Purna PMI Arab Saudi Desak Moratorium Dibuka, Pemerintah Diminta Benahi Tata Kelola Penempatan
Jakarta — Aliansi Purna Pekerja Migran Brinka Wamilda mendorong pemerintah segera membuka kembali akses penempatan Pekerja Migran Indonesia (PMI) ke Arab Saudi dan negara-negara Arab lainnya, sekaligus membenahi tata kelola migrasi agar kebijakan penempatan tidak berhenti pada penciptaan prosedur administratif, tetapi benar-benar memberikan perlindungan dan manfaat ekonomi bagi pekerja.
Pandangan tersebut mengemuka dalam pertemuan dan diskusi Wamilda pada Minggu, 23 Agustus 2026, di Villa Kota Bunga. Pertemuan yang digagas Reza Mazid itu merupakan agenda reuni tahunan yang telah berlangsung sejak 2015 dan mempertemukan para purna PMI dari berbagai komunitas untuk membahas perkembangan perlindungan pekerja migran.
Sebagai kelompok yang sebagian anggotanya memiliki pengalaman bekerja di Arab Saudi, Wamilda menilai pengalaman para purna PMI semestinya tidak hanya dipandang sebagai catatan masa lalu. Pengetahuan mengenai budaya kerja, bahasa, karakter pemberi kerja, sistem ketenagakerjaan, hingga persoalan yang dihadapi PMI di negara penempatan merupakan modal sosial yang dapat digunakan negara untuk memperbaiki sistem migrasi.
Salah satu tuntutan utama yang muncul adalah segera membuka kembali penempatan PMI ke Arab Saudi dan negara-negara Arab lainnya.
Dorongan tersebut memiliki konteks yang cukup kuat. Pemerintah pada Maret 2025 memang telah menyatakan rencana pembukaan kembali penempatan PMI ke Arab Saudi setelah moratorium diberlakukan sejak 2015. Presiden Prabowo Subianto juga telah menyetujui rencana pembukaan kembali tersebut. Pemerintah ketika itu menyatakan penempatan akan disertai penguatan kerja sama bilateral dan perlindungan bagi PMI.

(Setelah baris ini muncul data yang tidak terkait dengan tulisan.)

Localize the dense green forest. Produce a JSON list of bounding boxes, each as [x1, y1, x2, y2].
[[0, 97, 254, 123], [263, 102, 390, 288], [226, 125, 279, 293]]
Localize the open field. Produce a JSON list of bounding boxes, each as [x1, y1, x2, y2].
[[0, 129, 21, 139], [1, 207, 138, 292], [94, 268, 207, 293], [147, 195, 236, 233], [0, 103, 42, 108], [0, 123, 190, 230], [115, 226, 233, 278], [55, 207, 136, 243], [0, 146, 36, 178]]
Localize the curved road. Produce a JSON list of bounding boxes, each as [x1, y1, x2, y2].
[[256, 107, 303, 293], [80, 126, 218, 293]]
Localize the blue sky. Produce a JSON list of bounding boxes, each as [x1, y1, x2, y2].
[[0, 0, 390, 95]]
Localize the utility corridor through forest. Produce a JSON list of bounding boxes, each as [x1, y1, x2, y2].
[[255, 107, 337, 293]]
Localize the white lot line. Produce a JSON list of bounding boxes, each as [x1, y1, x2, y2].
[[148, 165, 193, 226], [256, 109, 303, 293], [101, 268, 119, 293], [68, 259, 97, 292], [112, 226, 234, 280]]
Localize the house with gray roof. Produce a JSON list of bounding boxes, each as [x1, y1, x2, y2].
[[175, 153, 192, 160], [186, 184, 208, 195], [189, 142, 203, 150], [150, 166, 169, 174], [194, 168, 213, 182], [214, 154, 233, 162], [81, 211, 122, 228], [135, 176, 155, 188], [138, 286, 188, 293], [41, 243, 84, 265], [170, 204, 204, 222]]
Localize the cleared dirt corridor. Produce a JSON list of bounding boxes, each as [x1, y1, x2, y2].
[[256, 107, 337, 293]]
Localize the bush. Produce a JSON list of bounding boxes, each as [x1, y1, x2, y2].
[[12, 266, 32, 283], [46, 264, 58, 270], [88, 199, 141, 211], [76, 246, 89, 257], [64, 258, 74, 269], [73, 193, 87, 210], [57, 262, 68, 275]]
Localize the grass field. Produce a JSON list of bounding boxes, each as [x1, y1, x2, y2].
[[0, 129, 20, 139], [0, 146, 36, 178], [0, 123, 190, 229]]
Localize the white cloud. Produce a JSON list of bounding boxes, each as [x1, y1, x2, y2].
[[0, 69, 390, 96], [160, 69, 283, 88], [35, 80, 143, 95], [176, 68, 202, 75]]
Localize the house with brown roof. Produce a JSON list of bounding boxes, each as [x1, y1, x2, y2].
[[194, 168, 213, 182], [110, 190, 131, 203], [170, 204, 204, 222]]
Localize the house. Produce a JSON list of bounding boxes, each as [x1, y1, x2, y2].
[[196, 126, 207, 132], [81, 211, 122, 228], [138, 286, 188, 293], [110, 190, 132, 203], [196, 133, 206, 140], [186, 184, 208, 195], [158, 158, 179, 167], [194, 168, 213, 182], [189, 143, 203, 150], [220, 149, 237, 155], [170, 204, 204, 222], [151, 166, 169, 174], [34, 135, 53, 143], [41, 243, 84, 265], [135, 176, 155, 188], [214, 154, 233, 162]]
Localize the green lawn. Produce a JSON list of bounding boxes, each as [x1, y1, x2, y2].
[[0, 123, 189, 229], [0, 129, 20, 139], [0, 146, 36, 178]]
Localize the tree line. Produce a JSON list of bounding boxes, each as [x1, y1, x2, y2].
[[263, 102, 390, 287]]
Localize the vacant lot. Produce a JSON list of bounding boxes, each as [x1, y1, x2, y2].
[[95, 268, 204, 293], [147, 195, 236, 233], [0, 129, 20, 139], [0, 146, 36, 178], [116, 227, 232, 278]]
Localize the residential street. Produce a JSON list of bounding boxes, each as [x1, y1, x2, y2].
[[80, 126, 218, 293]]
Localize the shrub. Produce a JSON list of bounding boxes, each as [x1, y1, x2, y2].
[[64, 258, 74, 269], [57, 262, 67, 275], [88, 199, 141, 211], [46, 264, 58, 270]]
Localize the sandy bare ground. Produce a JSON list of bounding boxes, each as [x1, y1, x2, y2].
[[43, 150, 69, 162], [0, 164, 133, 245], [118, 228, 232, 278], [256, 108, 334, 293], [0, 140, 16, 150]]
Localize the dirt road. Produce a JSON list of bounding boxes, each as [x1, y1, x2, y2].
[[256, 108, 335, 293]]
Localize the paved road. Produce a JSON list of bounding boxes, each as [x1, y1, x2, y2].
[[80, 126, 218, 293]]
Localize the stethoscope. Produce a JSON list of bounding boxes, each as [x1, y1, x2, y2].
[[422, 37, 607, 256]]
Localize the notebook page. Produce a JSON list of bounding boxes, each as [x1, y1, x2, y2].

Namun, perkembangan kebijakan setelah itu menunjukkan persoalan belum sepenuhnya selesai. Bahkan pada Februari 2026, Kementerian Pelindungan Pekerja Migran Indonesia masih menyatakan bahwa moratorium penempatan PMI sektor domestik ke 15 negara Timur Tengah, termasuk Arab Saudi, masih berlaku. Pada saat yang sama, pemerintah menjatuhkan sanksi kepada P3MI yang terbukti memberangkatkan PMI domestik ke Arab Saudi.
Situasi tersebut menjadi salah satu alasan Wamilda meminta pemerintah memberikan kepastian kebijakan. Bagi mereka, mempertahankan larangan sementara ketika kebutuhan pasar kerja tetap ada justru berpotensi mendorong masyarakat mencari jalur nonprosedural.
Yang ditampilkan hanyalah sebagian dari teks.